Der Grund für die Unfähigkeit der größeren Atome zweiatomige Moleküle mit zwei bindenden Elektronenpaaren zwischen den beiden Atomen zu bilden, hängt mit der Größe der Atome zusammen. Für eine relativ exakte Erklärung musst Du Dich mit dem Orbitalmodell und der Hybridisierung befassen. Da Du diesen Text aber bis hierhin gelesen hast, nehme ich an, dass das Orbitalmodell Dir noch unbekannt ist - deshalb versuche ich es mal mit einer einfachen Modellerklärung, wenn auch einer falschen. Aber dieses Problem haben ja alle Erklärungen mit anschaulichen Modellen.
Möglicherweise kennt Du "Bernd das Brot"? Sonst stell Dir einfach einen kastenförmigen Körper ohne arme aber mit zwei Händen vor.
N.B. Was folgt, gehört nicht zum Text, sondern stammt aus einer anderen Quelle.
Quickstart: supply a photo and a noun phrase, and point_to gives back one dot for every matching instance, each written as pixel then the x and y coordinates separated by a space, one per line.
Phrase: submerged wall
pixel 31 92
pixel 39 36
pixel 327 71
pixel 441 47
Wenn der Körper nun relativ schlank ist, so wie bei den relativ kleinen Sauerstoffatomen, dann können sich zwei dieser Brote einander gegenüberstellen und sich beide Hände reichen. Die beiden Brote wären dann durch zwei Handpaare bzw. vier Hände miteinander verbunden. Wenn das Brot aber eher etwas dicklich ist, wie die Atome Selen oder Tellur, dann könnten sich die zwei einander gegenüber stehenden Brote nur noch je eine Hand reichen, weil durch die fehlenden Armen der Körper einfach im Weg wäre. In diesem Fall haben die Atome also keine andere Wahl, als sich mit zwei anderen Atomen zu verbinden, weil sie einfach keine zwei Bindungen in die gleiche Richtung, also zum gleichen Bindungspartner, ausbilden können.
Elemente der 5. Hauptgruppe
In der fünften Hauptgruppe gibt es nur zwei Nichtmetalle - Stickstoff und Phosphor. Vergleicht man diese beiden Elemente mit dem im Periodensystem am nächsten stehenden Edelgasen, sieht man dass den Atomen der Elemente der 5. Hauptgruppe drei Elektronen zum Erreichen der Edelgaskonfiguration fehlen. Stickstoff und auch Phosphor müssen also drei Bindungen ausbilden, d.h. drei eigene Elektronen "verleihen" um im Gegenzug drei fremde Elektronen "geliehen" zu bekommen.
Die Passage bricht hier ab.